Клаус не помнил, как очутился в своей квартире, вымытый, лежащий в постели. Прошедшая неделя чудилась дурным сном, но подобные недельные запои время от времени давно были для Никлауса нормой.
В соседней комнате Кол смотрел по телевизору повторение сегодняшней игры своей баскетбольной команды, он почти задремал уже.
Кол сделал успешную спортивную карьеру, года три назад он стал тренером. С Бонни он развёлся после окончания колледжа, но поддерживал с бывшей женой хорошие отношения, они совместно воспитывали сына. У него также было двое сыновей от второго брака; можно сказать, что жизнь его удалась – Кол считал себя счастливым человеком.
Клаус втихую достал бутылку пива, но как только щёлкнул крышкой, Кол резко вскочил и выхватил у него из рук «эту отраву».
– Супер вообще, – процедил младший Майклсон, с отвращением выбрасывая бутылку в мусорное ведро.
– Извини меня, пожалуйста, – жалко ответил Клаус и закрыл лицо рукой, голова его поникла.
От осознания собственной убогости и ничтожности Нику хотелось провалиться сквозь землю. Он не виделся лично с Колом восемнадцать лет, а сейчас предстал перед любимым братом ничем – алкоголиком, доживающим свой век.
Кол где-то час читал ему лекцию в семейном стиле, кричал, энергично жестикулировал, а Клаус в ответ ему кивал, со всем соглашался. Это зрелище добило Кола. Он внезапно замолчал. «Что здесь за представление я устроил перед этим несчастным, пропащим человеком? Он ведь и так всё понимает. Он поделать уже с собою ничего не может, я же знаю Ника: у него есть эта слабость натуры, ведомость. Его трудно назвать борцом за жизнь. Зачем я «выступаю» сейчас? Мы взрослые люди, чёрт бы меня побрал, я должен просто его вытащить, должен сделать всё, что в моих силах».
– Мамуля, привет, я вас с папой не разбудил?
– Ох, здравствуй, мой родной! – послышался суетливый голос Эстер. – Да не очень, мы с отцом ещё сериал смотрим, не ложимся, – Кол через трубку почувствовал, что мать улыбалась.

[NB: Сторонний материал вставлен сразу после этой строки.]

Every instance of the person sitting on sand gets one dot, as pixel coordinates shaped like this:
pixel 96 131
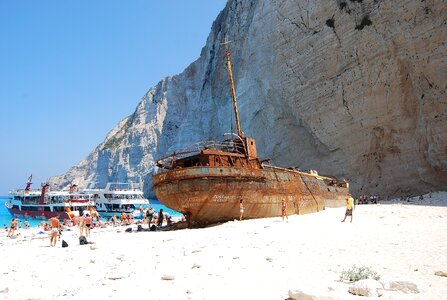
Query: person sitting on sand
pixel 123 218
pixel 349 207
pixel 160 218
pixel 150 215
pixel 12 227
pixel 55 226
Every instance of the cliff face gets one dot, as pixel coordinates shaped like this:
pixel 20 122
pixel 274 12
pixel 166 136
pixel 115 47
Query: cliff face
pixel 354 89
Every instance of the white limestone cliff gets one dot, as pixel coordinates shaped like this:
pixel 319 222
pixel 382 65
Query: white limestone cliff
pixel 354 89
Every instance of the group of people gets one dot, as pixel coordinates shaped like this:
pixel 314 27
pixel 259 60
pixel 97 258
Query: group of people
pixel 365 199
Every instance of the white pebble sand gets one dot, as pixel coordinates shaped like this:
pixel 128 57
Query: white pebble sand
pixel 252 259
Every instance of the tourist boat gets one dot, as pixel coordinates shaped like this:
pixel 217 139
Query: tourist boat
pixel 209 184
pixel 45 204
pixel 117 198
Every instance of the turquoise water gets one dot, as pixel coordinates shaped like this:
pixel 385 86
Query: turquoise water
pixel 5 216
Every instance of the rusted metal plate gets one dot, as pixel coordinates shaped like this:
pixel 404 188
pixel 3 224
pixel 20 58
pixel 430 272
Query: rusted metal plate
pixel 213 194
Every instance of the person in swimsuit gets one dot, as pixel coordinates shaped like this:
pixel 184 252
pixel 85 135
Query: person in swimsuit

– Мам, я… я тут Ника нашёл, он даже разговаривает со мной, – тихо сказал Кол, приглушая голос всё более. О Клаусе они всегда с матерью говорили тихо, будто о какой-то тайне. – Я завтра приеду домой, я хочу отвезти его к вам с папой. Останусь вместе с ним, может, хотя бы попробую его в чувства привести, он очень плох.
– Боже, я не верю! Как он? Дай мне его, пожалуйста!
– Нет, нет, мамуль, не сейчас. Завтра приедем, тогда и поговорите, а сейчас не надо.
– Ох, у меня аж сердце замерло, – как-то совсем по-старушечьи сказала Эстер и громко задышала из-за переживаний.
– Я просто хотел подготовить тебя к завтрашнему дню, хотя и понимаю, что ты теперь нервничать будешь. Деваться мне некуда было. Ладно, мы спать будем ложиться, поцелуй за меня мелких, спокойной ночи, мам.
– Добрых снов, Кол.
Это были долгие четыре месяца, но Кол не сдавался. Клаус несколько раз срывался и уходил в запой, и брату приходилось силком вытаскивать его из местных грязных баров, коими «зарос» их родной городишко за последние десять лет. К слову, многие здесь спились, включая и соседей – старых друзей Майкла. Мистеру Майклсону было от этого больно, и он огородился от всех знакомых, проводя свободное время с семьёй, особенно со внуками. Он винил себя в пьянстве Клауса, не понимал и не видел всей картины, оттого считал, что недостаточно времени уделял воспитанию старшего сына.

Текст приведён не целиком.